Culture Shock-ish


It was weird to see people skateboarding for the first time. It’s not like skateboarding as a concept was something that I was unfamiliar with. But the practice, the use of a skateboard to actually transport yourself from point A to point B was something that I only ever fully observed when I started University in the US. I couldn’t help but smile whenever I saw guys gathered in a little nook practicing their flips and trees. My world of movies was becoming my world period.

I found myself saying ‘you’re good’ a lot. Someone hits you accidentally when passing by and they apologise, I say ‘you’re good’. It became both my ‘don’t worry about it’ and my ‘you’re welcome’. No one I know from home uses this phrase in this way, but somehow, once I landed in the US, it became a part of my vocabulary that I called on daily.

It was really interesting to see the way people experienced weather. See, I grew up and went to school in a pretty hot country. We complained a lot about it, but the heat was really all we knew. We got rain and we had colder seasons, if they could really even be considered cold, but the heat was constant. I haven’t really gone to school in a place with reliable weather since then, but I’ve found it so interesting to see how people feel so much more energetic with the sun and actively speak about their gloom with rain and clouds. For me, the weather doesn’t make much of a difference except in deciding what I wear. I learnt to love the rain and the cold as it was the only real reprieve from the heat. But that’s not the case here.… I guess you always end up appreciating what you have less of.

Snow completely fascinated me. These last few months weren’t the first time I experienced snow, but the snow felt realer somehow. It would fall in bigger chunks and I could hear it crunching against my boots. My hair would shrink as the snow melted on it and the breeze would make it hard to see. Snow isn’t something I’d ever expect to see in my neck of Nigeria… and it’s something I got to experience quite a bit of these last couple months.

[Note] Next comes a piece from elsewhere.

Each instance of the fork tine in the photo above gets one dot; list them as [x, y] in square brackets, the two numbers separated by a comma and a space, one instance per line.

Things are more informal. I say hi to my teachers and to staff. And the age divides between different years aren’t as crazy as they were in high school. Granted, I don’t think many high schools were as extreme as mine in terms of how separate you could be from someone just a year above or below you and I think that separation really messed with my mind for the longest time. It’s been interesting learning to navigate relationships with professors that feel both more informal and more professional and to try to break out of the mentality that my friendship group has to be limited to people in my year. I mean, I’d definitely love to have some friends from there, but I’m trying to be less subconsciously opposed to friendships with people older and younger than me. Plus, I’m trying to curb my tendency towards social awkwardness. That one’s been a tall task.

Keeping up with friends has been tough, but somehow also less difficult than it was the last two years. I have more friends to keep up with now from different schools and I think one of the toughest things for me is going from talking to people everyday to talking maybe once every two weeks. And that isn’t necessarily bad (I mean, we all have crazy schedules), but a lot of the time, during those fortnightly catch up sessions, I feel like I’m only catching a glimpse into these peoples lives. And you know, people are completely entitled to decided which parts of their lives they share with people, but it’s weird. You can go from being as thick as thieves to struggling to keep a conversation going. That’s the hardest thing about long distance to me. It takes work… and that work needs to be reciprocal.

These are just a couple of things that struck me as different and cool during my first semester of college. I think I'm also weirdly aware of just how little time I have left in college - only 7 more semesters. It was hard... really hard if I'm being honest, but I think now that I'm a bit further away from it, I can say that it was actually really amazing and I hope to make the most of the remaining time I have there.

Hope everyone had a great Christmas and is ramping up some sleep miles ahead of the new year.